= Schatten class operator =

In mathematics, specifically functional analysis, a pth Schatten-class operator is a bounded linear operator on a Hilbert space with finite pth Schatten norm. The space of pth Schatten-class operators is a Banach space with respect to the Schatten norm.

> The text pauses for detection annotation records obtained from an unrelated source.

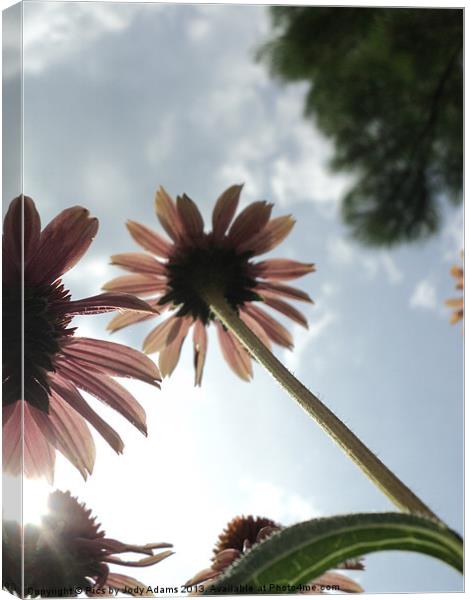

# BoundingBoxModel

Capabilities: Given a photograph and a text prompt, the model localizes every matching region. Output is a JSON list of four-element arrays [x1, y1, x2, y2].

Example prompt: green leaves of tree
[[204, 513, 463, 595]]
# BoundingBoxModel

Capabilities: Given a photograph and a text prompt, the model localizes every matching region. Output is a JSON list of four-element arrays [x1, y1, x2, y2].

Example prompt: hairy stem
[[202, 288, 439, 520]]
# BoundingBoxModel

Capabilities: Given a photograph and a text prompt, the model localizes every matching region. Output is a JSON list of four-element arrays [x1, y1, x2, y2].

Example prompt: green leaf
[[204, 513, 463, 595]]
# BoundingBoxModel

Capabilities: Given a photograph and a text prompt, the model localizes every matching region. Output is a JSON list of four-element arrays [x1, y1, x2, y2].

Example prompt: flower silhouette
[[185, 515, 364, 593], [3, 491, 173, 598], [104, 185, 314, 385], [3, 196, 160, 481]]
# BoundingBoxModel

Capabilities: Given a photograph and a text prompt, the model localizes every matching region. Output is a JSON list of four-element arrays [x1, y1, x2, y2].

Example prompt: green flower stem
[[201, 288, 439, 520]]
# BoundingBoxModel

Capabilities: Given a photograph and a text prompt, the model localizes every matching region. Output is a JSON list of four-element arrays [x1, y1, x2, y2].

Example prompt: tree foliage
[[258, 6, 463, 245]]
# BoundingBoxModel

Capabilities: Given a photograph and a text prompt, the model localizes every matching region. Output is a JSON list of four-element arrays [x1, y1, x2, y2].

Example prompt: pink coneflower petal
[[63, 337, 160, 387], [57, 356, 147, 435], [158, 317, 192, 377], [126, 221, 173, 258], [103, 275, 167, 296], [155, 187, 183, 242], [215, 322, 253, 381], [193, 321, 207, 385], [253, 258, 315, 280], [111, 252, 166, 276], [245, 304, 293, 349], [23, 402, 55, 484], [256, 281, 313, 304], [212, 185, 243, 240], [239, 216, 295, 256], [240, 308, 271, 349], [176, 194, 204, 238], [28, 206, 98, 282], [263, 296, 308, 329], [30, 392, 95, 479], [143, 317, 181, 354], [228, 201, 273, 246], [51, 372, 124, 454], [64, 292, 159, 317]]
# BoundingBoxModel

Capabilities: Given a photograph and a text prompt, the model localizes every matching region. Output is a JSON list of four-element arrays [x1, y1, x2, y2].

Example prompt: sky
[[3, 1, 463, 593]]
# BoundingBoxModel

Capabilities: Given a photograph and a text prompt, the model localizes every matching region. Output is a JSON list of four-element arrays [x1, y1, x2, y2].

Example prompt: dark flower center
[[3, 281, 72, 412], [160, 236, 259, 324]]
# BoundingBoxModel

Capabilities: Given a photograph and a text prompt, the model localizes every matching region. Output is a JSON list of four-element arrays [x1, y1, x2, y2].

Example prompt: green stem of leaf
[[205, 288, 438, 519]]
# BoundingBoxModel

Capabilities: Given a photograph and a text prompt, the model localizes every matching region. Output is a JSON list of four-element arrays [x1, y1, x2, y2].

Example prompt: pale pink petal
[[263, 296, 308, 329], [228, 201, 273, 246], [158, 317, 193, 377], [155, 187, 183, 242], [22, 402, 55, 484], [212, 185, 243, 240], [253, 258, 315, 280], [310, 571, 364, 593], [56, 362, 147, 435], [111, 252, 166, 276], [106, 308, 157, 333], [240, 307, 271, 349], [176, 194, 204, 238], [103, 275, 167, 296], [215, 321, 253, 381], [244, 304, 294, 348], [193, 320, 207, 386], [63, 292, 159, 317], [239, 216, 295, 256], [62, 337, 160, 387], [126, 221, 173, 258], [27, 206, 98, 283], [49, 372, 124, 454], [255, 281, 313, 304], [143, 316, 181, 354], [30, 390, 95, 480]]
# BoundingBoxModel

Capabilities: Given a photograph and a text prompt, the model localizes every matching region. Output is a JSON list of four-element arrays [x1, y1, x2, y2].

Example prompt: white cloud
[[239, 478, 320, 525], [410, 279, 437, 310]]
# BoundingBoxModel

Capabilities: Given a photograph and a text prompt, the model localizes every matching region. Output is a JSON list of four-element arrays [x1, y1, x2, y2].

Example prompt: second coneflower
[[104, 185, 314, 385], [3, 196, 160, 481], [104, 185, 435, 517], [185, 515, 364, 595]]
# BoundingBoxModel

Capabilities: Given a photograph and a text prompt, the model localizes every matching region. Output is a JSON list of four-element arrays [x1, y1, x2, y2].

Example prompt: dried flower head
[[104, 185, 314, 385], [3, 196, 160, 481], [3, 491, 173, 598], [446, 252, 464, 325], [185, 515, 364, 593]]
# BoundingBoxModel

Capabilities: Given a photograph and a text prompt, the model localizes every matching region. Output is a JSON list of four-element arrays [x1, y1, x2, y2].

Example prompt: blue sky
[[4, 2, 463, 592]]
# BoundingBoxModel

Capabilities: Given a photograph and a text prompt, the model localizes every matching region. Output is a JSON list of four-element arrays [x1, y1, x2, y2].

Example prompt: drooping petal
[[253, 258, 315, 280], [244, 304, 294, 348], [56, 362, 147, 435], [106, 308, 157, 333], [239, 216, 295, 256], [49, 372, 124, 454], [255, 281, 313, 304], [215, 321, 253, 381], [193, 320, 207, 386], [212, 184, 243, 240], [62, 337, 160, 387], [143, 317, 181, 354], [228, 201, 273, 246], [240, 307, 271, 349], [64, 292, 159, 317], [30, 390, 96, 480], [155, 187, 183, 242], [26, 206, 98, 283], [263, 296, 308, 329], [158, 317, 192, 377], [176, 194, 204, 238], [103, 275, 167, 296], [111, 252, 166, 276], [126, 221, 172, 258], [22, 402, 55, 484]]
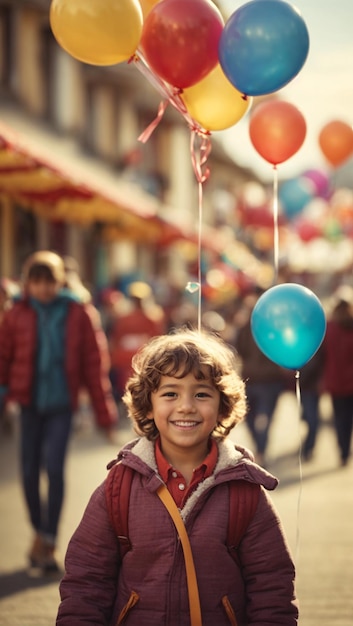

Via polar decomposition, one can prove that the space of pth Schatten class operators is an ideal in B(H). Furthermore, the Schatten norm satisfies a type of Hölder inequality:

 $\| S T\| _{S_1} \leq \| S\| _{S_p} \| T\| _{S_q} \ \mbox{if} \ S \in S_p , \ T\in S_q \mbox{ and } 1/p+1/q=1.$

If we denote by $S_\infty$ the Banach space of compact operators on H with respect to the operator norm, the above Hölder-type inequality even holds for $p \in [1,\infty]$. From this it follows that $\phi : S_p \rightarrow S_q '$, $T \mapsto \mathrm{tr}(T\cdot )$ is a well-defined contraction. (Here the prime denotes (topological) dual.)

Observe that the 2nd Schatten class is in fact the Hilbert space of Hilbert–Schmidt operators. Moreover, the 1st Schatten class is the space of trace class operators.